The Kaltura batch management module implements a modular and distributed architecture, designed to answer the growing business and operational needs for site elasticity and smart distribution of system resources. The purpose of this document is to describe the architecture of the Kaltura batch management module with special emphasis on understanding the batch tasks and services that play a part in the Kaltura content ingestion flow.
What is Batch processing?
(From Wikipedia)
Batch processing is the execution of a series of programs ("jobs") on a computer without manual intervention. Batch jobs are set up so they can be run to completion without manual intervention, so all input data is preselected through scripts or command-line parameters. This is in contrast to "online" or interactive programswhich prompt the user for such input. A program takes a set of data files as input, process the data, and produces a set of output data files. This operating environment is termed as "batch processing" because the input data are collected into batches on files and are processed in batches by the program.
Kaltura Batch Task
A Kaltura Batch Task is a stand-alone task which is designed to be executed within the Kaltura Platform by a batch process. Kaltura batch tasks are initiated by a Kaltura API call that is triggered either by a specific end-user workflow or by an internal batch processing flow management entity.
When created, each batch task is stored within a dedicated data base record holding all information related to its specific type, its executing state, its priority and other operational information. For more information on batch tasks type classification, please refer to the Kaltura Batch Tasks Type Classification section.
Kaltura Batch Service
A Kaltura Batch Service is a configurable set of parameters defining a specific service that handles a batch task of a specific type in a specific way. A batch service is defined by parameters such as service name, the type of batch tasks it should handle, the name of the process that should be executed to operate the service, the maximum number of instances each service can operate at a given time, the execution schedule of the service and other operable parameters. There are 3 main types of batch services:
- Batch Execution Service
A batch service that executes a full operation on a specific type of batch tasks. - Batch Closure Service
A batch service that only handles the finalization of a previous operation on a specific type of batch tasks. - Batch Periodic Service
A batch service that is mainly used for system maintenance operations, and does not handle batch tasks.

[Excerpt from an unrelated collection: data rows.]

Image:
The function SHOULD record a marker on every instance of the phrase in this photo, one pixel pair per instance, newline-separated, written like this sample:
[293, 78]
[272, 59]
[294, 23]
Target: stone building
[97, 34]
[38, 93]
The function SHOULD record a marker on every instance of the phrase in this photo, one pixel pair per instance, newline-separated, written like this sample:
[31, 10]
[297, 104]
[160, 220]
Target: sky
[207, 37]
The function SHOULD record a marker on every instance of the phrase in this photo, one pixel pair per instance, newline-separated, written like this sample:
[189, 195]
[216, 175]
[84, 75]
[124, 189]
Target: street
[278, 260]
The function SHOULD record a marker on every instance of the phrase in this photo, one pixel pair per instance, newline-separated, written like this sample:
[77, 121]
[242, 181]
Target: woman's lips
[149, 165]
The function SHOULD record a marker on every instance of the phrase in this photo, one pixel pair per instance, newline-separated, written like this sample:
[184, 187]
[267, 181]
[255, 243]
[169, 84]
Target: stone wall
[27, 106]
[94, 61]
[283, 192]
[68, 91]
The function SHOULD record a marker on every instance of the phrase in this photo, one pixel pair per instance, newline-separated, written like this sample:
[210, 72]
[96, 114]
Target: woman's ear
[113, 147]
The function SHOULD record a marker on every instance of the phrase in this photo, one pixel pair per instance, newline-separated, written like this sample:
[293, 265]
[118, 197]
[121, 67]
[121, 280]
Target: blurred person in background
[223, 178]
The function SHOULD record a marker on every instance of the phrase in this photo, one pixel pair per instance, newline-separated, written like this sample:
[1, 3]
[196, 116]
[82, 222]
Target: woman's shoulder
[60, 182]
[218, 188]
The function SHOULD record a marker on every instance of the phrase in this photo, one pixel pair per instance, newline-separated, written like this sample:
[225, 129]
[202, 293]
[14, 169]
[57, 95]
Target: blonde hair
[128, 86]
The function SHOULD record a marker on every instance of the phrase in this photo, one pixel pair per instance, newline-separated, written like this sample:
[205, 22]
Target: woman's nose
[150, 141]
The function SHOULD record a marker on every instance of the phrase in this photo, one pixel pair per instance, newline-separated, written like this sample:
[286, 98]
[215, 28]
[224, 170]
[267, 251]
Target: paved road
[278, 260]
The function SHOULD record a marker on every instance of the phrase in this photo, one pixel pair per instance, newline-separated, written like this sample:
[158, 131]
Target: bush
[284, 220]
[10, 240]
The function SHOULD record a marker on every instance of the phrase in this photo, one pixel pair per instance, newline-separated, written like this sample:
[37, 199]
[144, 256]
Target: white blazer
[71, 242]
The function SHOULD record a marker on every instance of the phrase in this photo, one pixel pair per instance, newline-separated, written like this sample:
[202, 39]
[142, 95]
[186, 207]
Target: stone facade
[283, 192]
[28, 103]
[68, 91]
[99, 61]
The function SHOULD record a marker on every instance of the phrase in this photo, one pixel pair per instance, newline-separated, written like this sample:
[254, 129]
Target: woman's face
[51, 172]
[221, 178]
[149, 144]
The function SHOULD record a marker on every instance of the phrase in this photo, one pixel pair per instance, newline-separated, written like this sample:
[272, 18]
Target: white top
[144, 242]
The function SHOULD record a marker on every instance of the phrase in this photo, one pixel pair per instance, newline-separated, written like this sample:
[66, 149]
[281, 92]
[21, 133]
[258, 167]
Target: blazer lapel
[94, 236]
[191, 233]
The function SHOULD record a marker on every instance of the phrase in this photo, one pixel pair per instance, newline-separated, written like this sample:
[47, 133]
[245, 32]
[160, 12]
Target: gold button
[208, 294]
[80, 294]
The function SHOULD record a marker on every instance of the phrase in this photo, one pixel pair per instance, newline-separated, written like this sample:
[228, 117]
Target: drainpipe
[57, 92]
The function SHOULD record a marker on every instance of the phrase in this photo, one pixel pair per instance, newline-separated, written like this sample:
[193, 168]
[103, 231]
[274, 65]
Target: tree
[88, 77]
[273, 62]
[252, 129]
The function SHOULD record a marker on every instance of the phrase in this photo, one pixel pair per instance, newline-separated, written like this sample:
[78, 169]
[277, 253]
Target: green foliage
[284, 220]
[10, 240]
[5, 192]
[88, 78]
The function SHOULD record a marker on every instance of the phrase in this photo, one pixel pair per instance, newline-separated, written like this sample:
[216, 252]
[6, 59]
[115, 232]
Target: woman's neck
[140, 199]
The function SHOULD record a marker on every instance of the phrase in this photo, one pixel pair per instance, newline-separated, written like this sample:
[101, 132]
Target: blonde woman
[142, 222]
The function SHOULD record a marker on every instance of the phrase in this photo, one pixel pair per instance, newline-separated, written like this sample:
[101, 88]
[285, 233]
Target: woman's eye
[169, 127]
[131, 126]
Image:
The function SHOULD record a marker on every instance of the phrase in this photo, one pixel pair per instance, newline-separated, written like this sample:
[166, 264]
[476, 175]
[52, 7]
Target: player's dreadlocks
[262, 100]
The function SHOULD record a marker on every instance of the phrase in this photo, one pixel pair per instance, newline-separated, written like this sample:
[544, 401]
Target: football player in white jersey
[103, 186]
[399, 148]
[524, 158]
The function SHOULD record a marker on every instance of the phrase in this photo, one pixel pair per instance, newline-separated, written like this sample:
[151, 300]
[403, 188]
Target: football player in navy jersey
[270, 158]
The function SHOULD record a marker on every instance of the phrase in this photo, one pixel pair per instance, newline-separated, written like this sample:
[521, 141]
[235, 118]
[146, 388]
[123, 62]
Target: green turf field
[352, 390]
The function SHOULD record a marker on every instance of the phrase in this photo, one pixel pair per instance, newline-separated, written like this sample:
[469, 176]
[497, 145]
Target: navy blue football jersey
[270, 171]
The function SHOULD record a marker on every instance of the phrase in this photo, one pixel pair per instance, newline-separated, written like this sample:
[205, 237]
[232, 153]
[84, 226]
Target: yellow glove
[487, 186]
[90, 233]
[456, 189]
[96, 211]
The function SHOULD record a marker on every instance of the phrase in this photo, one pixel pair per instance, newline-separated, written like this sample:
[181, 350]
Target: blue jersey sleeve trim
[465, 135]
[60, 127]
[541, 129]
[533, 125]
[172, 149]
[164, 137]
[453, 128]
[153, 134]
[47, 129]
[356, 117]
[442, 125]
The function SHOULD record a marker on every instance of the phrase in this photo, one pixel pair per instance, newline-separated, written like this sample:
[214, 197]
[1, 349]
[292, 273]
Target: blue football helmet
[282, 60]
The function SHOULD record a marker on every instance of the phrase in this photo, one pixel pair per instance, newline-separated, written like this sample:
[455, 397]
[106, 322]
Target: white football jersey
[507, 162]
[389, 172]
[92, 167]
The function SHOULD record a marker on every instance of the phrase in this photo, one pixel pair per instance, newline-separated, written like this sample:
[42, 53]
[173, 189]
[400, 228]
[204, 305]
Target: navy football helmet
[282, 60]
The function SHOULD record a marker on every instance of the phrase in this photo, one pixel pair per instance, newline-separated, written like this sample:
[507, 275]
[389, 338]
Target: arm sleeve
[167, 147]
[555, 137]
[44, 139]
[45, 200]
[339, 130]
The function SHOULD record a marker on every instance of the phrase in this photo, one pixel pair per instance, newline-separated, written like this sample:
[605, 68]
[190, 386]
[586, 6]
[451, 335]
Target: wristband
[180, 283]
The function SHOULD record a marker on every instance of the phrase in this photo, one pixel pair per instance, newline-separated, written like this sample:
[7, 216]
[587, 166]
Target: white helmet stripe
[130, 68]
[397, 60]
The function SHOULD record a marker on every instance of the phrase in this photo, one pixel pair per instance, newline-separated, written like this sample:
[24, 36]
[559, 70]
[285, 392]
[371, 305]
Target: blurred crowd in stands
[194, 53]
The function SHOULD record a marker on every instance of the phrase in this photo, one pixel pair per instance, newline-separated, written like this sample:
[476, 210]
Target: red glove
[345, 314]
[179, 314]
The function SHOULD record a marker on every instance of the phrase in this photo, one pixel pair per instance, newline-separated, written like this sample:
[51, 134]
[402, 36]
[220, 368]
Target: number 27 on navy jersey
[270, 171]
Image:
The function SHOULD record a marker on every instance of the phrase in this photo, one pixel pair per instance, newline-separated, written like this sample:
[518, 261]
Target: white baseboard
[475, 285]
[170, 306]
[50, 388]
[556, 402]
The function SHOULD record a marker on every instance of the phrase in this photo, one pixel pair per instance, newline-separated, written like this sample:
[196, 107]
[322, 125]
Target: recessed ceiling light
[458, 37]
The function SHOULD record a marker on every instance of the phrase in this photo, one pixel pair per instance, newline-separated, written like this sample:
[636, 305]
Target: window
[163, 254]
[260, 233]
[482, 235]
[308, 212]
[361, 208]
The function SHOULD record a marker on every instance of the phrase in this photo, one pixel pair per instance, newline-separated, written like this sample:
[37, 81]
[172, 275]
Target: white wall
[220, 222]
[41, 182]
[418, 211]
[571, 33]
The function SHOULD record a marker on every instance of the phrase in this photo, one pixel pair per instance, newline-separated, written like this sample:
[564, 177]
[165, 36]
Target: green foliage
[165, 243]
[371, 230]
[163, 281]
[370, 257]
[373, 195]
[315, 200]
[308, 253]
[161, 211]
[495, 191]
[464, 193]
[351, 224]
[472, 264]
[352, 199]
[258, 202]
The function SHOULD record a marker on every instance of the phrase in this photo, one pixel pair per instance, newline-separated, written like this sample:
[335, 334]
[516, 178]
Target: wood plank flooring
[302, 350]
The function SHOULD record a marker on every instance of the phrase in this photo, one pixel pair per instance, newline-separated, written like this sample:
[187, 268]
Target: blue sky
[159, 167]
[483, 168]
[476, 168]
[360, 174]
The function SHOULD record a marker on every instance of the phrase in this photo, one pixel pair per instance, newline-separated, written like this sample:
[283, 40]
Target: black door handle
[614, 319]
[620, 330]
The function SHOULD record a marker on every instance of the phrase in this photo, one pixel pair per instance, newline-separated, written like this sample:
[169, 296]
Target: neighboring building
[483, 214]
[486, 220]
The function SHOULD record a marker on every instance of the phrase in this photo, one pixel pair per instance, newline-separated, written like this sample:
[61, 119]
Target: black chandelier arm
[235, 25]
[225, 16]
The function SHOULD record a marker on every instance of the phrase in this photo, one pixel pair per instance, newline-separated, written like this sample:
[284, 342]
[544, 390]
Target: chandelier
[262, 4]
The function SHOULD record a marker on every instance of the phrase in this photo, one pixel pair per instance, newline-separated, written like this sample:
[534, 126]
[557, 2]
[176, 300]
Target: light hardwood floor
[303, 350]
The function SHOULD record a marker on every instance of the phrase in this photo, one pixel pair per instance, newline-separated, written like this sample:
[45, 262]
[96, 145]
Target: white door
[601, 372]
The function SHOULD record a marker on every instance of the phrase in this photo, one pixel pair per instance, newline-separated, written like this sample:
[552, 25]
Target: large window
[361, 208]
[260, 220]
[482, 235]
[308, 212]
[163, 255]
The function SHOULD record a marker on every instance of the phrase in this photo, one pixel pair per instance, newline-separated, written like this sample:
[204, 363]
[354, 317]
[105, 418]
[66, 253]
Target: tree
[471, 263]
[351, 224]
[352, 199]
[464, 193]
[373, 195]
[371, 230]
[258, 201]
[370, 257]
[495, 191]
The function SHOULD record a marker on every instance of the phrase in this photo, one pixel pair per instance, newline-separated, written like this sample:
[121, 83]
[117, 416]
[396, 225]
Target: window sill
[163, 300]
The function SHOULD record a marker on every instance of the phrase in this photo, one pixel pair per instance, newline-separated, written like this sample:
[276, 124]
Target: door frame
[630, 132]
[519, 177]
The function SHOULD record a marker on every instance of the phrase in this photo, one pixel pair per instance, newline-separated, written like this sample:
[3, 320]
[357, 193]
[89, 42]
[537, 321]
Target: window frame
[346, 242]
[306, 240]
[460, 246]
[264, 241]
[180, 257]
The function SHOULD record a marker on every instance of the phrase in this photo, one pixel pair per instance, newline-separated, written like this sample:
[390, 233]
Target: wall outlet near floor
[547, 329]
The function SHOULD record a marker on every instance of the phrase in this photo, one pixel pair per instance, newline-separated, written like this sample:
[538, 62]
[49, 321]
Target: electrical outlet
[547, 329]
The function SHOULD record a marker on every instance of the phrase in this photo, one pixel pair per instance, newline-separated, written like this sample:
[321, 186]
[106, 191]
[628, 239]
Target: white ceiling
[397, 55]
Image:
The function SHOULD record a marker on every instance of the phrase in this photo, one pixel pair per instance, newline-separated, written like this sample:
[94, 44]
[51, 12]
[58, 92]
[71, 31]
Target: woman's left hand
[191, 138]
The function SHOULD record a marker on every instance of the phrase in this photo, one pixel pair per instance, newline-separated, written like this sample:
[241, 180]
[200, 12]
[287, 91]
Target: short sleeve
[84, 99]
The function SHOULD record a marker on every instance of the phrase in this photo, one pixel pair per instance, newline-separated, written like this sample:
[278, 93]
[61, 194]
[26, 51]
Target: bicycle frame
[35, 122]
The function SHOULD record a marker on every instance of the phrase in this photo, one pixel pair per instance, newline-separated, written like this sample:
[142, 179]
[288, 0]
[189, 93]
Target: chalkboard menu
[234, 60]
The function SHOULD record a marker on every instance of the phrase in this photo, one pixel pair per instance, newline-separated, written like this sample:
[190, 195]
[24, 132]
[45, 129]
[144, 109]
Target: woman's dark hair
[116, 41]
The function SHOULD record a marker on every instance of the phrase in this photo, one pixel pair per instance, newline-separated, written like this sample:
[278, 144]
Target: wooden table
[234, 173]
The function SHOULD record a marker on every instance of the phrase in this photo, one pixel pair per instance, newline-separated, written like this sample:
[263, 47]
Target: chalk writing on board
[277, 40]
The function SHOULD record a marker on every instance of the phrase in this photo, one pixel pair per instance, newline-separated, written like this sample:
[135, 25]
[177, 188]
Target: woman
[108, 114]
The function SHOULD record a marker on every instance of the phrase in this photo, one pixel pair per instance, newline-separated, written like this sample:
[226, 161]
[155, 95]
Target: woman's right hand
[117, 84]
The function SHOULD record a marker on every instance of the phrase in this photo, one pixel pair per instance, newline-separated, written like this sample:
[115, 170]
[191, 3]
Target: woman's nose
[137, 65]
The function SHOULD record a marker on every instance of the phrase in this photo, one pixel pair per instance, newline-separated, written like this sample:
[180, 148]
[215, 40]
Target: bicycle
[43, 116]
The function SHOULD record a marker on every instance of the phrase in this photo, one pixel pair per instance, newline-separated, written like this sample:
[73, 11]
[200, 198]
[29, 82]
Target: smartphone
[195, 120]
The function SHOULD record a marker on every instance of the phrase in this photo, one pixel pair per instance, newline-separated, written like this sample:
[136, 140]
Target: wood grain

For more information on the Kaltura batch services, please refer to the Kaltura Default Batch Services section.
Kaltura Batch Process
A Kaltura Batch Process is one instance of a specific Kaltura batch service, executing the specific actions and logic needed for handling a specific type of batch tasks. Upon execution, each batch process checks for the next relevant pending batch task to be handled and operates on it.
Kaltura Batch Jobs API
A set of specific APIs used for implementing the internal and external flows related to the Kaltura batch processing implementation.
Kaltura Batch Scheduler
The Kaltura Batch Scheduler is a continual process, responsible for the scheduling of the batch services assigned to it. It schedules the execution of batch processes according to the load of pending batch tasks in the system and according to the scheduling rules defined in its configuration for the different batch services. The Kaltura batch scheduler is assisted by a special batch periodic service, named Scheduler Helper, providing the batch scheduler with relevant information on the current state of batch processes and batch tasks.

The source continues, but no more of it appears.